Through My Eyes

Joseph: A Story of Recovery
(based on a true story)
by Annie Nelson 

   In another time and another place there lived a man of God named Jacob and his twelve sons. If they were alive today, we would say they were extremely dysfunctional. It began when Jacob was born. His twin, Esau came out first, however, through deceit instigated by Jacob’s mother, Jacob received the blessing meant for the firstborn. As you can imagine, when Esau learned of the deceit, he flew into a rage and threatened to kill his brother. You see, they weren’t much different then than we are today. So Jacob was forced to leave his father’s household, land, and possessions and make it out on his own. 

   Jacob found a beautiful young maiden named Rachel and agreed to work seven years for her father, Laban, for her hand in marriage. Jacob dreamed about Rachel at night and longed for her more than he had ever thought possible. He loved and wanted her so much and it seemed the seven years would never be over. When his end of the bargain was fulfilled, he prepared for the wedding. Rachel was also excited for she felt the same type of love for Jacob. However, Laban had other plans. The night the marriage was to be consummated, he locked Rachel up in her room and sent Leah, her older sister to Jacob. He adorned her in a richly wedding costume, head covered so that Jacob would never know until it was too late. When Jacob discovered the treachery, he wailed and moaned in despair. How could he live out his life with a woman he did not love. He didn’t want to hurt Leah, but he worked hard to get Rachel, his only love. She had won him, heart and soul, and he could never belong to another. 

   His heart ached inside with love for her. He’d do anything. Rachel hated what her father had done. She had been afraid there would be no hope of ever having her love at her side. Then Jacob came up with a plan. He would work seven more years for Rachel. Laban agreed. Fourteen long years. Nothing could take his love for her away. Not even the birth of his sons by Leah could bring the same sparkle in his eye, the smile on his lips, or the love in his heart. 

   He was overjoyed when Rachel was finally his own. She was so beautiful, so soft and warm. Her eyes danced like the stars and her voice was like a joyous melody filling him with gladness. However, having now two sisters in the same household married to the same man didn’t exactly bring harmony to his life. 
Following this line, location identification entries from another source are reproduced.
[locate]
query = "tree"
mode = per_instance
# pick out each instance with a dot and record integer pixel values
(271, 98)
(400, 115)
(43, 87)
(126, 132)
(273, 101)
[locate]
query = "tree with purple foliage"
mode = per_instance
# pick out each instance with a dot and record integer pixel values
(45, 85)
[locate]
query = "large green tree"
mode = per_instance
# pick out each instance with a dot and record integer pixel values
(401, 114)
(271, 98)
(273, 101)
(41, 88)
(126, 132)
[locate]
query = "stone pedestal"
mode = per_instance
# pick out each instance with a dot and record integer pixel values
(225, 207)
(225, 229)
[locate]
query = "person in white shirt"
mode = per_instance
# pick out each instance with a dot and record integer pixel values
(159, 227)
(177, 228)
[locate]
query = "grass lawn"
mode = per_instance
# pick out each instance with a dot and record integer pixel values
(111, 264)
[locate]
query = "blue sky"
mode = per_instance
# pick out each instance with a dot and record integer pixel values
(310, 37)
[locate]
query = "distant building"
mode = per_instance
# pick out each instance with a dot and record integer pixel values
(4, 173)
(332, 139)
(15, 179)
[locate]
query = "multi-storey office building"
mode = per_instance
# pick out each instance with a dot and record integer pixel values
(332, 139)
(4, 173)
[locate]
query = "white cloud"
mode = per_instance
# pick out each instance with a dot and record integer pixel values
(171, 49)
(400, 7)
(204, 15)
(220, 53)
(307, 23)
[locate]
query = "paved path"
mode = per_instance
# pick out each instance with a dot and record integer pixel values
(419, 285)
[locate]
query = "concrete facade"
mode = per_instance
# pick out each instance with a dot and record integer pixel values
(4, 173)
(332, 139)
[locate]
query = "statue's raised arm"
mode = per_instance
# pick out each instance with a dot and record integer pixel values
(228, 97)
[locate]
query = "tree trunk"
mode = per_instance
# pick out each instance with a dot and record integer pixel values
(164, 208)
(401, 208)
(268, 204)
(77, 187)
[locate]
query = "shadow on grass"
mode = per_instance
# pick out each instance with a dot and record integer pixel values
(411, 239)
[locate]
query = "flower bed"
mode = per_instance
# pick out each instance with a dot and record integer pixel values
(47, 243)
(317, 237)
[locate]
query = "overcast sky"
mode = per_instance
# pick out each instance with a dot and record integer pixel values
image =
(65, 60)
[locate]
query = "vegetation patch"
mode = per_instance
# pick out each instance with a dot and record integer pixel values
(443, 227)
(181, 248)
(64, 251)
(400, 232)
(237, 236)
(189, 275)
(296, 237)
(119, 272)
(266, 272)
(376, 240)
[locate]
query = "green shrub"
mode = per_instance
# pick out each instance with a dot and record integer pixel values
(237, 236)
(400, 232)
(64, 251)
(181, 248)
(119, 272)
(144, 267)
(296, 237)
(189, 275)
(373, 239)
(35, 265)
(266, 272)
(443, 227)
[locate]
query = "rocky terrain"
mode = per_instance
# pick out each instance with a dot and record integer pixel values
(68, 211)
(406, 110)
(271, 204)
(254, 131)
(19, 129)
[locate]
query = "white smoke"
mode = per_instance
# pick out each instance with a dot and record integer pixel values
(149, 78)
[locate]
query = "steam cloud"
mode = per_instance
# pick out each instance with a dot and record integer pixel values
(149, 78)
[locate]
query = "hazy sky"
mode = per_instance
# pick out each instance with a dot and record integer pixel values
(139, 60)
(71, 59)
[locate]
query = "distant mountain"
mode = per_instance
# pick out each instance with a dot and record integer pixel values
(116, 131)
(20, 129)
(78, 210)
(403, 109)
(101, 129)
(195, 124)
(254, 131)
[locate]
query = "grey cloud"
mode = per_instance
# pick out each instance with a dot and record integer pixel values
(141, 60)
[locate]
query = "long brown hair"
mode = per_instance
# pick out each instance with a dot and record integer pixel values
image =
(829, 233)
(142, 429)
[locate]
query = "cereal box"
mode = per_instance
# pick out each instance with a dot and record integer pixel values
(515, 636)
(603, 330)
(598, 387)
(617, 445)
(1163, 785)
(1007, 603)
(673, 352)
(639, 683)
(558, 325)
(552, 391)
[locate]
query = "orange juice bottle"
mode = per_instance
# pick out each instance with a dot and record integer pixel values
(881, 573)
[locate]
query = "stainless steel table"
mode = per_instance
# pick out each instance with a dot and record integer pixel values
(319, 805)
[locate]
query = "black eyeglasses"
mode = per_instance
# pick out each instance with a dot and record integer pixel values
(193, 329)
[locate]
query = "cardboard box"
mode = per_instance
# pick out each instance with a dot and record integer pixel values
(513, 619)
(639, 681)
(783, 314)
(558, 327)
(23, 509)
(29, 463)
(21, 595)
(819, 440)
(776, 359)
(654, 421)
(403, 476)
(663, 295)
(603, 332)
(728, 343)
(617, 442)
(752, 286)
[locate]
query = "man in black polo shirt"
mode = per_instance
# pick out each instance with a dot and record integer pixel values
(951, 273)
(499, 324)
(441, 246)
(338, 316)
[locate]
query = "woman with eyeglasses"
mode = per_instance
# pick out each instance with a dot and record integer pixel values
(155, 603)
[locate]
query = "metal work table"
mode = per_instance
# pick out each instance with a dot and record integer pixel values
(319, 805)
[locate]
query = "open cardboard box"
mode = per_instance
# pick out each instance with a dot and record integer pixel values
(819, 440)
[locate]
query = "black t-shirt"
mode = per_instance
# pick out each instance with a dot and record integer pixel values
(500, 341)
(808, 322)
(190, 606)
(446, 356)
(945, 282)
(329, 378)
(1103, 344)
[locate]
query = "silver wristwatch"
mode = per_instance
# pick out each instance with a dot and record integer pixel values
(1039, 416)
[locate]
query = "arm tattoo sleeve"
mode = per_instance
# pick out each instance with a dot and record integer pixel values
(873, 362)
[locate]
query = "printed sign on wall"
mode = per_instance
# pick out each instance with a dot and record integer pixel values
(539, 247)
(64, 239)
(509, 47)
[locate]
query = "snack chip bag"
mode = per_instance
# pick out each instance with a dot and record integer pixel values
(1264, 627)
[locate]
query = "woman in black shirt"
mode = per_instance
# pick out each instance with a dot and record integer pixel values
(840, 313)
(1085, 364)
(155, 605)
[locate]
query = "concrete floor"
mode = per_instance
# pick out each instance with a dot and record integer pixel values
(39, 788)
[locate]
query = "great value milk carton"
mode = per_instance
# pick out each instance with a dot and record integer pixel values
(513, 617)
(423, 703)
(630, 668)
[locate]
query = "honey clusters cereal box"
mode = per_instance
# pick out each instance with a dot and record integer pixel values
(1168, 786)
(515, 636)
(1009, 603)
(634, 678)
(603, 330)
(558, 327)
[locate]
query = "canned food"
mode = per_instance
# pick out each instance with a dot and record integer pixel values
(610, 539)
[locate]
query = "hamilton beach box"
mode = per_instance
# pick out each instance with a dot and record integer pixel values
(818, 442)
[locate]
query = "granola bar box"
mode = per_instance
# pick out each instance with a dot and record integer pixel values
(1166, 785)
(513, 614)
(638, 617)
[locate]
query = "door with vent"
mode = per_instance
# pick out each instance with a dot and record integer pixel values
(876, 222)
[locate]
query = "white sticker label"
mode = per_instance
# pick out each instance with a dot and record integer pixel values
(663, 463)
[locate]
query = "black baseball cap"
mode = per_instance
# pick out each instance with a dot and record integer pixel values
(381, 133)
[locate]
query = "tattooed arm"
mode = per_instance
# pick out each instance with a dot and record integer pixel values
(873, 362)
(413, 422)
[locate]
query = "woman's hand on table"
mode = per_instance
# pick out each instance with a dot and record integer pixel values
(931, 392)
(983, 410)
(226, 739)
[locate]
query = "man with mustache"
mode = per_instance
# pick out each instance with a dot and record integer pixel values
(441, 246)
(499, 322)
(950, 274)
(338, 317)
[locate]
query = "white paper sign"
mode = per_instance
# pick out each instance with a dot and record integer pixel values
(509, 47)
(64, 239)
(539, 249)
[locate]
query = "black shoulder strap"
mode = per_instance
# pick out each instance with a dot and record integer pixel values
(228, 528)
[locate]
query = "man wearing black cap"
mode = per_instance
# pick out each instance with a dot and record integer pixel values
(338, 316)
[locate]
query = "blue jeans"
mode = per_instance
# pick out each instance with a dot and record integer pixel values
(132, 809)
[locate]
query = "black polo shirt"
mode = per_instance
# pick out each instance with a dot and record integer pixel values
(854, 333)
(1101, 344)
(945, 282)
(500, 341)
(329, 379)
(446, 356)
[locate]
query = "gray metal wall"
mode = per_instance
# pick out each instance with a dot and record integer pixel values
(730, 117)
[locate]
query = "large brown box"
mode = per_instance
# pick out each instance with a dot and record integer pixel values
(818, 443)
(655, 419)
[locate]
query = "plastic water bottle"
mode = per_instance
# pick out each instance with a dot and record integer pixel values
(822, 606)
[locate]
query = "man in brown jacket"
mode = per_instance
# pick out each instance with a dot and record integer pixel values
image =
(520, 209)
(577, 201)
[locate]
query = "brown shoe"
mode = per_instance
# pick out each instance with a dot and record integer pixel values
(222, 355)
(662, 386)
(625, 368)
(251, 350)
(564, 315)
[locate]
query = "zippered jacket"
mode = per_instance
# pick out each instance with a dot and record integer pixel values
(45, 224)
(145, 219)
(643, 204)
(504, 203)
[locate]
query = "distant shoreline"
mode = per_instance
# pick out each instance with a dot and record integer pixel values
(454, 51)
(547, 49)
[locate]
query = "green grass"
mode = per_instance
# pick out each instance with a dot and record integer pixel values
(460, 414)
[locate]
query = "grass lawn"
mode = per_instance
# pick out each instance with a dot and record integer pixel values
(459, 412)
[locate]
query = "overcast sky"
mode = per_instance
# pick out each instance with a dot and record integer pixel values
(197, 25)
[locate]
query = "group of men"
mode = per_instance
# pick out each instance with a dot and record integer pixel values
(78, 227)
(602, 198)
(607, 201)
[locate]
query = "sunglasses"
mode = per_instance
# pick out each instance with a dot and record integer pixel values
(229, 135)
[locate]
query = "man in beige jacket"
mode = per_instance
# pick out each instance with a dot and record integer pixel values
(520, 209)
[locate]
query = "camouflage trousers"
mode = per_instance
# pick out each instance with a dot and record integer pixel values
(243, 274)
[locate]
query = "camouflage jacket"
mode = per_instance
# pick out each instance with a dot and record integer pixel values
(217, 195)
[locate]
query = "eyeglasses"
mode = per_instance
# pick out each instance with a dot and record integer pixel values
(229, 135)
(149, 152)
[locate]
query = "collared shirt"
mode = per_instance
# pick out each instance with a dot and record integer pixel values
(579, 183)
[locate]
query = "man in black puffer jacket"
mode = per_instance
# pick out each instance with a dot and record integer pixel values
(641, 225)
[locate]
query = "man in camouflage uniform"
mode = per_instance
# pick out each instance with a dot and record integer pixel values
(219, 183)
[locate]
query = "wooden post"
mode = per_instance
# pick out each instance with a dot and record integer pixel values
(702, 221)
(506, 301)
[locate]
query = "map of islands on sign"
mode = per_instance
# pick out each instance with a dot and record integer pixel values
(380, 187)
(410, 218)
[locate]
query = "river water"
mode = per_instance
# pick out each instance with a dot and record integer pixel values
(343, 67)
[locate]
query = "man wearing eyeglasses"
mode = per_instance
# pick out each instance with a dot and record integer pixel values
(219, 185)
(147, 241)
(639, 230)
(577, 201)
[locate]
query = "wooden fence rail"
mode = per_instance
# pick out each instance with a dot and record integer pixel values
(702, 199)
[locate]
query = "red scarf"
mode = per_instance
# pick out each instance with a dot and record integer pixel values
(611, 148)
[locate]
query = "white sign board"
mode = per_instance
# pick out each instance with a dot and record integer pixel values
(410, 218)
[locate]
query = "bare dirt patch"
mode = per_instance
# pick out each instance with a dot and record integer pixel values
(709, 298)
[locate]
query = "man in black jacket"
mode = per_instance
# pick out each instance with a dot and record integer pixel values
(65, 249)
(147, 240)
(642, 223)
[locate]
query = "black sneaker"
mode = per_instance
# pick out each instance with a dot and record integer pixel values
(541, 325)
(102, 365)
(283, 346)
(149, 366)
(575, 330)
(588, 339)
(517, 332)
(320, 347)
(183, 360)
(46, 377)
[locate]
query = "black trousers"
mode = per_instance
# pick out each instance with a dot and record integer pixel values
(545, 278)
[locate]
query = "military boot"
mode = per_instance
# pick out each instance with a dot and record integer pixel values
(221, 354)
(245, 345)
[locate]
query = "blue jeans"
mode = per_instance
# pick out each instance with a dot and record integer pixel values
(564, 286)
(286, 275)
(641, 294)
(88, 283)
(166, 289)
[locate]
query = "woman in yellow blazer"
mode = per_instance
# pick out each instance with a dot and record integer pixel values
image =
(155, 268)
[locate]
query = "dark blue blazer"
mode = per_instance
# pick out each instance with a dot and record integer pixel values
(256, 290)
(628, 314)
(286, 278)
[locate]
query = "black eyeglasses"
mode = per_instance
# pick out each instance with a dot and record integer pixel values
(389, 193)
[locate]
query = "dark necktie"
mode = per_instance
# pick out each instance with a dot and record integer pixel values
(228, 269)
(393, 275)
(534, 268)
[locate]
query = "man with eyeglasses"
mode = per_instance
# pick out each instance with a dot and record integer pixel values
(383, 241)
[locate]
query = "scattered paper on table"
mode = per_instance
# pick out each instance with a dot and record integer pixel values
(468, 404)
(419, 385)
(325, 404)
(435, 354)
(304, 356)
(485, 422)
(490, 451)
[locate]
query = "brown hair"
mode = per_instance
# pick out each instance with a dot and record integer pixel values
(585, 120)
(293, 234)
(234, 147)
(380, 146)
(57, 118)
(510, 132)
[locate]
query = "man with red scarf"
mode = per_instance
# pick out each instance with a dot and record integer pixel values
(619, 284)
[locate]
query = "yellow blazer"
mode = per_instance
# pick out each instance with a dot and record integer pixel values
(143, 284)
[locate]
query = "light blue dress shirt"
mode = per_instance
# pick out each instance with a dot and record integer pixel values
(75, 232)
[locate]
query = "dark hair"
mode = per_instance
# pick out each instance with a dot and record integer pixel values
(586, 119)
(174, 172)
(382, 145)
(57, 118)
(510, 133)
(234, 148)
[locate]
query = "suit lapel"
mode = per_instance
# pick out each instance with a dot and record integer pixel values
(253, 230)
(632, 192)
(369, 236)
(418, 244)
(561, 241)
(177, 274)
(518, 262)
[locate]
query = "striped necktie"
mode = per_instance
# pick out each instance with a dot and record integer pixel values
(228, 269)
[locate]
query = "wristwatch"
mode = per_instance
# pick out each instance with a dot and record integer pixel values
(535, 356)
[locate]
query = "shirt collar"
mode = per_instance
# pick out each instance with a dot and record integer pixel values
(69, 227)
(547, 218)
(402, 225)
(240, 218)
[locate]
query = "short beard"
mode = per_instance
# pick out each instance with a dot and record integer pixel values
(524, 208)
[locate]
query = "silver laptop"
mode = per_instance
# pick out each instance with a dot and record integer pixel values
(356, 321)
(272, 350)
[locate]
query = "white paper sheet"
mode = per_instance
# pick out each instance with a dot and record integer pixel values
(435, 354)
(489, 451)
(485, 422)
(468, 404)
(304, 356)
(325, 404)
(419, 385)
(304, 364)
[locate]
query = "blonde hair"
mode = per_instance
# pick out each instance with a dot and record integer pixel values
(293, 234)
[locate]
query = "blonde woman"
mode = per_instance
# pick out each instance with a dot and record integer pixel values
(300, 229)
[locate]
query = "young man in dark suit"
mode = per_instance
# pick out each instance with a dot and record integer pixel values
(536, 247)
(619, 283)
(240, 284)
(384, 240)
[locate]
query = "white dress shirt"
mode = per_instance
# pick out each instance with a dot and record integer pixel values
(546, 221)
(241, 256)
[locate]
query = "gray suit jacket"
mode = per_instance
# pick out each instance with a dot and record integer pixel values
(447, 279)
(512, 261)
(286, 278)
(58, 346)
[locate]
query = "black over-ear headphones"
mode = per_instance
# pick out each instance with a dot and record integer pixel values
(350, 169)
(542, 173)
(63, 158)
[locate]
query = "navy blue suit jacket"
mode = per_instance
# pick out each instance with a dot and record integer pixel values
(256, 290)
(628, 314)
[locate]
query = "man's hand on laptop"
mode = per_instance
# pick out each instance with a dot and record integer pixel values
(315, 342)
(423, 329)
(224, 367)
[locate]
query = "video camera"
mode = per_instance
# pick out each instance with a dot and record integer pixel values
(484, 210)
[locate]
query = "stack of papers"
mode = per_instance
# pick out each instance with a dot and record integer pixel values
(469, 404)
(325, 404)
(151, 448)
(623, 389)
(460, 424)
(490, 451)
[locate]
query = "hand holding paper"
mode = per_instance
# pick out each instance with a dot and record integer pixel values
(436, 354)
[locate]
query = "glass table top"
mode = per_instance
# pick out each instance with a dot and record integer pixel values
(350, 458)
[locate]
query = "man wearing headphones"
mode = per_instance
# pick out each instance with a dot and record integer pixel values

   The sisters were very jealous of each other. Leah was envious of Rachel because Jacob loved her, and no matter how hard she tried, or many sons she gave him, she could not win his love. On the other hand, Rachel was barren and envied the sons Leah gave to Jacob. In that time and place, bearing a son was a woman’s highest calling in life so that the family name could be carried on from generation to generation. 

   Rachel prayed daily that God would open her womb and allow her to bear a son for Jacob. It just didn’t seem fair to her that her father would deny her and Jacob their love for so many years, and now, when they were finally together, she still had to suffer because she was barren. Many years passed, and finally God heard Rachel’s prayer. She bore Jacob a son, Joseph, and later bore another son, Benjamin. Tragically, she died giving birth to Benjamin. 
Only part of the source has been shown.